Des conneries ! Comme tous ceux de sa génération, élevés dans le catholicisme, Louis avait des idées préconçues sur la religion juive… mais ni plus ni moins que les juifs en ont sur les goys ! Il a découvert les rites et les traditions judaïques avec ce film. Il a été très impressionné par ce qu’il a vu.
 
Vous tournez pour la dernière fois avec lui, en 1971, dans Sur un arbre perché. Pourquoi avoir jeté l’éponge ensuite ?
 
Même si le réalisateur Serge Korber était un copain, je n’avais pas l’impression d’être à ma place. Je n’étais pas crédible. Depardieu aurait été bien meilleur que moi. J’étais une bavure – comme Géraldine Chaplin qui a remplacé au pied levé Shirley MacLaine.
 
Encore deux petits tours au théâtre, dans Oscar (1971) et La Valse des toréadors (1973), puis vous cessez définitivement de jouer. Louis a été déçu ?
 
Non. Il avait compris que, pour moi, se retrouver tous les soirs sur les planches était une horreur absolue. [Il éclate de rire] Il était très prévenant à mon égard. Il n’a jamais cessé de m’encourager, mais je voyais bien que je n’avais pas son talent. Ni même la "gueule" des grands acteurs de l’époque comme Depardieu, Dewaere ou Pacino. Je lui ai dit que je voulais devenir pilote de ligne ; il en a été fier. [Il s’interrompt] Il était un père hors pair. Extraordinaire !
 
De Funès angoissé, c’est une légende ?
 
Malheureusement non. [Il sourit] C’est même un trait de caractère familial. Mais angoissé, cela ne veut pas dire méprisant ! Mon père aimait profondément les gens. Dès qu’il en a eu les moyens, il a aidé ceux qui en avaient besoin.

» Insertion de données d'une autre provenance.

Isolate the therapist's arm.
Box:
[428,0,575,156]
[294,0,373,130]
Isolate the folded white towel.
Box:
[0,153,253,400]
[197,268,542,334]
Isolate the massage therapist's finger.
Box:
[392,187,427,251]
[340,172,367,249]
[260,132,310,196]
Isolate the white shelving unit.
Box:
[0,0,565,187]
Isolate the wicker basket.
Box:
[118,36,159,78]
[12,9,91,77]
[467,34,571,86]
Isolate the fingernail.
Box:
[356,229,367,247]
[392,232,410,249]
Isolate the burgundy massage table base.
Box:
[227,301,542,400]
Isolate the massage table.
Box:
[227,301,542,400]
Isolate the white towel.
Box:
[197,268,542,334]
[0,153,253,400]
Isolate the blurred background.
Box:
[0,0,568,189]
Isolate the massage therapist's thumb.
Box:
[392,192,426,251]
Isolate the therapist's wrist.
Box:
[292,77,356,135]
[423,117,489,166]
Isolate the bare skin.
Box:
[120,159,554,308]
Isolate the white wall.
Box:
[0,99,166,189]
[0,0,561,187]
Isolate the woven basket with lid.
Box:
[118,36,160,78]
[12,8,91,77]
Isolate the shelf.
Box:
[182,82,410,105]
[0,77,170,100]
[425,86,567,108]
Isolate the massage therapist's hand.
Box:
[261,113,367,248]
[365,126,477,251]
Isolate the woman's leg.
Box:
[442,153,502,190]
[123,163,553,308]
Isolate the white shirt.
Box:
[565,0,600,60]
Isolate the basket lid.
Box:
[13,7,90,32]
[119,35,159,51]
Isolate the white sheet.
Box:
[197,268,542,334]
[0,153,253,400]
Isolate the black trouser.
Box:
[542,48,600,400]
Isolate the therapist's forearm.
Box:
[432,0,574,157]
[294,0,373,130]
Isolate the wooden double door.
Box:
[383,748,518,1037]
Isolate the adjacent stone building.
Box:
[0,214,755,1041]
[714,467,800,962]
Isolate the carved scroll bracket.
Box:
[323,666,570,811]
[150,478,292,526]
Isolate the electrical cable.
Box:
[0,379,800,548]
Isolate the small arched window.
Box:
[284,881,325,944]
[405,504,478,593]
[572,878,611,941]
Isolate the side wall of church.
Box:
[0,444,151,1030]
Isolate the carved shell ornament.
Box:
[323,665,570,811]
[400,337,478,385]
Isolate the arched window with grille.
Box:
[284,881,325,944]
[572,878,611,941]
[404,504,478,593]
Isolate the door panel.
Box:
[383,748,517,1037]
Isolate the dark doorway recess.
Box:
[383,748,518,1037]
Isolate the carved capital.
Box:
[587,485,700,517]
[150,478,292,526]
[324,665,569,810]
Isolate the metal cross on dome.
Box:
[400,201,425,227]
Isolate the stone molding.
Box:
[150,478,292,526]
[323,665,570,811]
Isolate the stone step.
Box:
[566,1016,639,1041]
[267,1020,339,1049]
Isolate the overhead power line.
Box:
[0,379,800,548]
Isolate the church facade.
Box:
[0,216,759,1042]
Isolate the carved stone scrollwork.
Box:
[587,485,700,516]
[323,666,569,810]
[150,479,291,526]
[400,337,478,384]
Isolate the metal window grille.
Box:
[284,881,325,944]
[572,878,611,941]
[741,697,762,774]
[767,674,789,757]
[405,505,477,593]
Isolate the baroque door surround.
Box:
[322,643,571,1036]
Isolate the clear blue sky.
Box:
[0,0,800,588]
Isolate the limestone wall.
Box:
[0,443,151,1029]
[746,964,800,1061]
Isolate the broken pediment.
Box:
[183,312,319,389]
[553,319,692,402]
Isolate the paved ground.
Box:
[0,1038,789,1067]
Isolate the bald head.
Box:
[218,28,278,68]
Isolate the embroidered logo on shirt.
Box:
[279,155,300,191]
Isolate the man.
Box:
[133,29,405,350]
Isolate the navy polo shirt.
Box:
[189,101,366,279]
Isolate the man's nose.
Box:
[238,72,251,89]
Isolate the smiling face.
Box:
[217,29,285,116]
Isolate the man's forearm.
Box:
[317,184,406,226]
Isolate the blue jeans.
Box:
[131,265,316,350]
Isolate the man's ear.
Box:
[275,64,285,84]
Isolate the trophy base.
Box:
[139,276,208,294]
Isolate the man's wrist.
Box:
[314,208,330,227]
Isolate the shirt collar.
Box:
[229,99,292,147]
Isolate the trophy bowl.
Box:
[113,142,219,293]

À commencer par nos voisins du Cellier : il couvrait leurs enfants de cadeaux. Parfois, à Noël, il se faisait livrer tellement de bicyclettes que nous aurions pu ouvrir un magasin !
 
Il culpabilisait d’être aussi bien payé pour ses films ?
 
Il avait honte de gagner autant. Et il trouvait injuste que les autres enfants soient moins gâtés que les siens. C’était de la vraie compassion ; pas de la pitié. Son ambition n’a jamais été d’être une star : il voulait devenir un bon second rôle, comme Carette. Il n’avait pas d’ambition vénale.
 
Trente-six ans après son décès, comment expliquez-vous la persistance de son succès ?
 
Ses interprétations disent des choses sur ses contemporains, sur la société de son époque. Il y a un courant qui passe, comme chez Chaplin… Une onde humaniste. Cela va bien au-delà du simple fait de faire rire.